For each element, scan the rest of the array looking for a match. Two nested loops give n × (n−1)/2 comparisons = O(n²). No extra space since we only use loop indices.
One pass through the input, performing O(1) hash map lookups and insertions at each step. The hash map may store up to n entries in the worst case.
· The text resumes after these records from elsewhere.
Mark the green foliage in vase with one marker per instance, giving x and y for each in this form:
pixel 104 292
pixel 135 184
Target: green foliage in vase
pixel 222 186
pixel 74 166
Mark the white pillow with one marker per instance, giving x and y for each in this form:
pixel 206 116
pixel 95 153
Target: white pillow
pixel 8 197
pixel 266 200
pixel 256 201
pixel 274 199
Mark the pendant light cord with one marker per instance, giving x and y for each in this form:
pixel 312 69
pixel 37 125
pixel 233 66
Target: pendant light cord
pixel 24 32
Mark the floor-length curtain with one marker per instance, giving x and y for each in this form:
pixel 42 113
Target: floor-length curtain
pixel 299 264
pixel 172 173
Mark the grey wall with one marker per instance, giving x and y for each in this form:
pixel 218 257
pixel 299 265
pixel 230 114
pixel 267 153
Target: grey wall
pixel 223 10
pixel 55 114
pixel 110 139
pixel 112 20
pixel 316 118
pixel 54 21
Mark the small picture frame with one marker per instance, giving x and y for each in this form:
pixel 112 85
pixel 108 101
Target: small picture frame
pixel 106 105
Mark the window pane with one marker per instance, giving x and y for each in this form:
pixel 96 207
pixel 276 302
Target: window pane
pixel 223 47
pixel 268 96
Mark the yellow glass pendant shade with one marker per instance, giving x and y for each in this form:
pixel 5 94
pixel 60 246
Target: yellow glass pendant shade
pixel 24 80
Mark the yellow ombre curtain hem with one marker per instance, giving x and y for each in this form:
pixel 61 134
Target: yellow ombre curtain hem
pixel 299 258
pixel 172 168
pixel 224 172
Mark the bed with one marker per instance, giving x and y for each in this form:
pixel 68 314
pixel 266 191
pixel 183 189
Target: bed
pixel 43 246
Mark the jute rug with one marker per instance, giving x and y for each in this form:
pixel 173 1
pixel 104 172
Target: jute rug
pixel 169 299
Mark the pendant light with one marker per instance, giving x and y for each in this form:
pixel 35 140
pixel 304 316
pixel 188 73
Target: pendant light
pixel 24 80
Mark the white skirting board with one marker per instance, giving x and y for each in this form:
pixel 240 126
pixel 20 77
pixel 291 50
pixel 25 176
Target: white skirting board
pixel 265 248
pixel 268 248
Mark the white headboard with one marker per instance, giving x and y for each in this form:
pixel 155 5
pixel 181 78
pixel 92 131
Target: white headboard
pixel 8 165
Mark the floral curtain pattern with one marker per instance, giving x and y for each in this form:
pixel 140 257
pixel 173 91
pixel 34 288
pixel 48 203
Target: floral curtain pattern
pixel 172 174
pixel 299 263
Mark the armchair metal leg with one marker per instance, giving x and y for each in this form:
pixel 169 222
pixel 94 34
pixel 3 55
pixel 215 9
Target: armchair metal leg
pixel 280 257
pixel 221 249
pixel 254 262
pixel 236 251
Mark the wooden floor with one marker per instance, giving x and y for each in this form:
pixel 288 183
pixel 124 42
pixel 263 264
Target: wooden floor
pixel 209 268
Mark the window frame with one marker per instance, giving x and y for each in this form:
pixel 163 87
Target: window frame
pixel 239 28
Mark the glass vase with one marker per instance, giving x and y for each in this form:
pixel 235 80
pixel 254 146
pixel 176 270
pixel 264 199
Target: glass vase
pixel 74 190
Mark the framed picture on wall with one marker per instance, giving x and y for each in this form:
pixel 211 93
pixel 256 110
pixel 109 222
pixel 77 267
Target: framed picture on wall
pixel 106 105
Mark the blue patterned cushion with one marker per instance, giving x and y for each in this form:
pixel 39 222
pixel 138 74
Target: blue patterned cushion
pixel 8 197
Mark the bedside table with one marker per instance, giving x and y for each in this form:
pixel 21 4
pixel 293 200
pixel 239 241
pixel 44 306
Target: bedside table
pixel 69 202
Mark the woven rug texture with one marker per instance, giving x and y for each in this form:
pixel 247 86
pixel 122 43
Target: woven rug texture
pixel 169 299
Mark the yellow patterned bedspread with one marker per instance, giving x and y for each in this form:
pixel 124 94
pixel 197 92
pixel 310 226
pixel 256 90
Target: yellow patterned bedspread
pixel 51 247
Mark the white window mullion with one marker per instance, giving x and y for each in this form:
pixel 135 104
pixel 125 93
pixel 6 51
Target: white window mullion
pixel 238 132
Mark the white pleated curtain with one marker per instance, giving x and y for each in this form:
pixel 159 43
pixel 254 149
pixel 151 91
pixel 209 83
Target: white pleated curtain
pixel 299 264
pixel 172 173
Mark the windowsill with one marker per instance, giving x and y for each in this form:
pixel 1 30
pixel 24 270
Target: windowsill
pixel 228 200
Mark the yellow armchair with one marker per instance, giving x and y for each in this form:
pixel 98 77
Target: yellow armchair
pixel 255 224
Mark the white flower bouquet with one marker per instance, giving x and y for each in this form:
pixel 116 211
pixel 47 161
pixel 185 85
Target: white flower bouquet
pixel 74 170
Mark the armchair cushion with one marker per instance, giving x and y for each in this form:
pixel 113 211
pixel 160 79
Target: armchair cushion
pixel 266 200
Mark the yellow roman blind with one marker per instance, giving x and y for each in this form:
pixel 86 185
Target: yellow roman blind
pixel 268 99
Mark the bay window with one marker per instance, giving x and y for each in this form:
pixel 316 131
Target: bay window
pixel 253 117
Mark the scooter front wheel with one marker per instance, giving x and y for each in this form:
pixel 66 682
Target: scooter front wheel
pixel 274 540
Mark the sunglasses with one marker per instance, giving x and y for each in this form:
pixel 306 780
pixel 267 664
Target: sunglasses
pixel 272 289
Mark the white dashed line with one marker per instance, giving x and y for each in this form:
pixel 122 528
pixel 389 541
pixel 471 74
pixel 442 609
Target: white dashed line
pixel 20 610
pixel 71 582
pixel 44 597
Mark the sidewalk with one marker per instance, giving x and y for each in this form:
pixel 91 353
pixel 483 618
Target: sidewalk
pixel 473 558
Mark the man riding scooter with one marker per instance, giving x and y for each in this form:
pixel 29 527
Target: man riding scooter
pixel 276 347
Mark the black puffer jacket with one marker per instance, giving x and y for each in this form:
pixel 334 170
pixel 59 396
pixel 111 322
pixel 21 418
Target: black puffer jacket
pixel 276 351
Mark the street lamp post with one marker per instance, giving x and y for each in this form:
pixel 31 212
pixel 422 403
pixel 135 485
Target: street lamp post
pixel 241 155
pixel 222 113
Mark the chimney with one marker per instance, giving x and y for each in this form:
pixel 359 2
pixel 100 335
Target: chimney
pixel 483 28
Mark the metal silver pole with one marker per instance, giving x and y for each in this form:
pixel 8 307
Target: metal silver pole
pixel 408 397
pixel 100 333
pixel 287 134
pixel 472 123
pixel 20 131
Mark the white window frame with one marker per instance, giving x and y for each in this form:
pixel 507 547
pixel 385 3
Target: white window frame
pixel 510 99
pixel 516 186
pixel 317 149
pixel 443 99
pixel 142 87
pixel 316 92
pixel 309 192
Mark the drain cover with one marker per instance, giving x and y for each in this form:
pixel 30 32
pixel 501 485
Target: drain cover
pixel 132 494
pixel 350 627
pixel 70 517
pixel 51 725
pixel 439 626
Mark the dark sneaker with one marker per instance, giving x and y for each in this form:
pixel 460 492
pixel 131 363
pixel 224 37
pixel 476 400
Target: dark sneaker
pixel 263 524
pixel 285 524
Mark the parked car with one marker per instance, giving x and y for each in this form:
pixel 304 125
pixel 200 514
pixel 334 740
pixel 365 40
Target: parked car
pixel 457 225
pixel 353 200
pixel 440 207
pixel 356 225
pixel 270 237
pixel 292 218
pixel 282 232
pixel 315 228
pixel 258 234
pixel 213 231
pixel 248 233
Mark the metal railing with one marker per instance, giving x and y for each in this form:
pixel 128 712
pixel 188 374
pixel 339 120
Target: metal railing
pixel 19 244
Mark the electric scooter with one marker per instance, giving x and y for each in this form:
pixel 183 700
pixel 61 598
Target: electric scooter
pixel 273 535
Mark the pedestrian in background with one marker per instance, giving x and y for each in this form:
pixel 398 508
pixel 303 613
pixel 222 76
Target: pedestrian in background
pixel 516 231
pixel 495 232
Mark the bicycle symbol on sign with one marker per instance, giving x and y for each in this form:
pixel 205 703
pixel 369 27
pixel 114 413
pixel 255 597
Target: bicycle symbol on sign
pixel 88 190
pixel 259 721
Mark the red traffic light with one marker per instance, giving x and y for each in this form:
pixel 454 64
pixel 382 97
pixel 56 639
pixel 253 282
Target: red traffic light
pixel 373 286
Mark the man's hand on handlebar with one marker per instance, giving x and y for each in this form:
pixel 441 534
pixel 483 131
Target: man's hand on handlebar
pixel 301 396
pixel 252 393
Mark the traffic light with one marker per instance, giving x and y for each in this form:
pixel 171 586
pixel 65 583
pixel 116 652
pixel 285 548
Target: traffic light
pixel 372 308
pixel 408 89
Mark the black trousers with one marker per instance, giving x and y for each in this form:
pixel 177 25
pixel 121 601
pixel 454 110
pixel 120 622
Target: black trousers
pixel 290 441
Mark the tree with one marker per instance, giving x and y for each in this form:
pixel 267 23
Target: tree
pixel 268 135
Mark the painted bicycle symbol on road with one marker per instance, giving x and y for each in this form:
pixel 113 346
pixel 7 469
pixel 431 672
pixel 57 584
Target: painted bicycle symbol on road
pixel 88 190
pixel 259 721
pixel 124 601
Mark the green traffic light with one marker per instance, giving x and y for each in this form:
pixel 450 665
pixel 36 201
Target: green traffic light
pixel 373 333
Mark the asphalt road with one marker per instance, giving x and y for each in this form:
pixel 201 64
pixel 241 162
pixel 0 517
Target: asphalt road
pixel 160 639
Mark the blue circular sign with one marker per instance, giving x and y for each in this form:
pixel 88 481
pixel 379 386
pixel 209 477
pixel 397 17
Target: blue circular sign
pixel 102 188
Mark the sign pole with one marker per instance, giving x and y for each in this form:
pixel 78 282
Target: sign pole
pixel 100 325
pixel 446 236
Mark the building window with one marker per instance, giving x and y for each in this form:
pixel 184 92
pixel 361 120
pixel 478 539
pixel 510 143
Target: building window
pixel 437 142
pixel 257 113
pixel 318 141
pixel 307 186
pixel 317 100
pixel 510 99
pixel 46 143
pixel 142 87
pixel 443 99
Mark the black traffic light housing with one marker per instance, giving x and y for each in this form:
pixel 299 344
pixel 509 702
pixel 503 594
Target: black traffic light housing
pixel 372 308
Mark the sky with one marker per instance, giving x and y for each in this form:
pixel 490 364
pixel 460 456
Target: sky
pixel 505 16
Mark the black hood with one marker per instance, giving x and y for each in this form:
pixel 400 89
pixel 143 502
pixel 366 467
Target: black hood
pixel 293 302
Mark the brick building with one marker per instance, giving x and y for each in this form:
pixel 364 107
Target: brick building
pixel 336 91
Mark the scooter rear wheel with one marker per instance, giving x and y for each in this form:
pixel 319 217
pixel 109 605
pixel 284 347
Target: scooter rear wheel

This is the classic space-for-time tradeoff: O(n) extra memory eliminates an inner loop.
Review these before coding to avoid predictable interview regressions.
Wrong move: Zero-count keys stay in map and break distinct/count constraints.
Usually fails on: Window/map size checks are consistently off by one.
Fix: Delete keys when count reaches zero.
Wrong move: Temporary multiplications exceed integer bounds.
Usually fails on: Large inputs wrap around unexpectedly.
Fix: Use wider types, modular arithmetic, or rearranged operations.